Artikel 2 Algemene regels ter zake van bestemmingsplannen
Lid 1 regionale afstemming
Een bestemmingsplan dat betrekking heeft op een nieuwe ontwikkeling met wonen,
bedrijven, zelfstandige kantoren, detailhandel en andere stedelijke voorzieningen
voorziet in een aantoonbare behoefte en is gebaseerd op een regionale visie op het
programma terzake of is tenminste regionaal afgestemd. De toelichting van het
bestemmingsplan bevat hierover een verantwoording.
Lid 3 ruimtelijke kwaliteit en beeldkwaliteitsparagraaf
Een bestemmingsplan voor gronden gelegen buiten de bebouwingscontouren of voor
gronden binnen maar aansluitend aan de bebouwingscontouren, dat een nieuwe
ontwikkeling mogelijk maakt waarvan ruimtelijke effecten zijn te verwachten in het
SAB 39
buitengebied of met uitstraling naar het buitengebied, levert een bijdrage aan de
ambities behorende bij de kwaliteitskaart van de provinciale structuurvisie door de
ruimtelijke kwaliteiten van het gebied te behouden en te versterken. De toelichting van
het bestemmingsplan bevat hierover een verantwoording, vervat in een
beeldkwaliteitsparagraaf.
Lid 5 compensatie bollengrond
Bestemmingsplannen voor gronden gelegen binnen het concentratiegebied voor de
bollenteelt, zoals aangegeven op kaart 2, die nieuwe bebouwing en of functies
toestaan anders dan bollenteeltbedrijven en die ten koste gaan van het areaal
bollengrond, voorzien erin dat bollengrond wordt gecompenseerd.

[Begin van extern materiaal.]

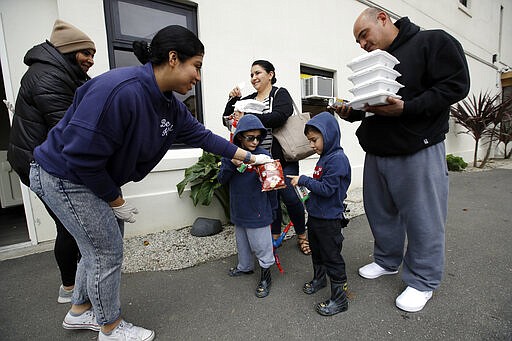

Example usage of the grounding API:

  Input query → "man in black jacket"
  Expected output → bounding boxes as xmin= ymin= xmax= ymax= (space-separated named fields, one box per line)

xmin=337 ymin=8 xmax=469 ymax=312
xmin=7 ymin=20 xmax=96 ymax=303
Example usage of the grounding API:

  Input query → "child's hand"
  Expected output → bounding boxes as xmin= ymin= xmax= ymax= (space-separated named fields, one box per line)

xmin=233 ymin=110 xmax=244 ymax=121
xmin=231 ymin=159 xmax=243 ymax=167
xmin=286 ymin=175 xmax=299 ymax=186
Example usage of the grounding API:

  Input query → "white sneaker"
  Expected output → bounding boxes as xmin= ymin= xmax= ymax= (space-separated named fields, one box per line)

xmin=359 ymin=262 xmax=398 ymax=279
xmin=62 ymin=309 xmax=100 ymax=332
xmin=57 ymin=285 xmax=73 ymax=303
xmin=395 ymin=287 xmax=432 ymax=313
xmin=98 ymin=320 xmax=155 ymax=341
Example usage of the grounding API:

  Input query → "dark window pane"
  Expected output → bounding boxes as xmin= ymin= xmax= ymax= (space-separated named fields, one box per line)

xmin=119 ymin=1 xmax=188 ymax=40
xmin=114 ymin=50 xmax=140 ymax=67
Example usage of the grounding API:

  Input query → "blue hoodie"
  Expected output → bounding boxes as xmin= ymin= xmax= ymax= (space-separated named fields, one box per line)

xmin=34 ymin=63 xmax=237 ymax=201
xmin=298 ymin=112 xmax=351 ymax=219
xmin=217 ymin=114 xmax=277 ymax=228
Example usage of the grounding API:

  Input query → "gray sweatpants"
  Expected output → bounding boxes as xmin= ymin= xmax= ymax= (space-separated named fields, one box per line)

xmin=235 ymin=225 xmax=275 ymax=271
xmin=363 ymin=142 xmax=448 ymax=291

Artikel 3 Regels voor het gebied buiten de bebouwingscontouren
Lid 1 geen verstedelijking buiten de bebouwingscontouren
Bestemmingsplannen voor gronden buiten de bebouwingscontouren sluiten
bestemmingen uit die nieuwvestiging of uitbreiding van stedelijke functies mogelijk
maken.
Lid 2 uitzonderingen
In afwijking van het bepaalde in lid 1 kunnen bestemmingsplannen voor gronden
buiten de bebouwingscontouren onder andere de volgende ontwikkelingen mogelijk
maken:
ruimte voor ruimte
‘Ruimte voor ruimte’; de sloop van voormalige agrarische bedrijfsgebouwen, kassen of
andere gebouwen dan wel de sanering van sierteelt en de bouw van één of meer
compensatiewoningen ter plekke of in de directe omgeving van de gesloopte
bebouwing of op een andere passende locatie.
Artikel 18 Archeologie
Lid 1 terreinen met een hoge of zeer hoge archeologische waarde
Een bestemmingsplan voor gronden die op kaart 17 zijn aangeduid als terreinen met
een hoge of zeer hoge archeologische waarde, bevat bestemmingen die de bekende
archeologische waarden beschermen.
Artikel 21 Algemene ontheffings- en afwijkingsbepalingen
Lid 1 algemene ontheffing
Gedeputeerde Staten kunnen ontheffing verlenen van de regels van deze verordening
voor zover de verwezenlijking van het gemeentelijk ruimtelijk beleid wegens
bijzondere omstandigheden onevenredig wordt belemmerd in verhouding tot de met
die regels te dienen provinciale belangen. Aan de ontheffing kunnen voorschriften
worden verbonden indien de betrokken provinciale belangen dat met het oog op een
goede ruimtelijke ordening noodzakelijk maken.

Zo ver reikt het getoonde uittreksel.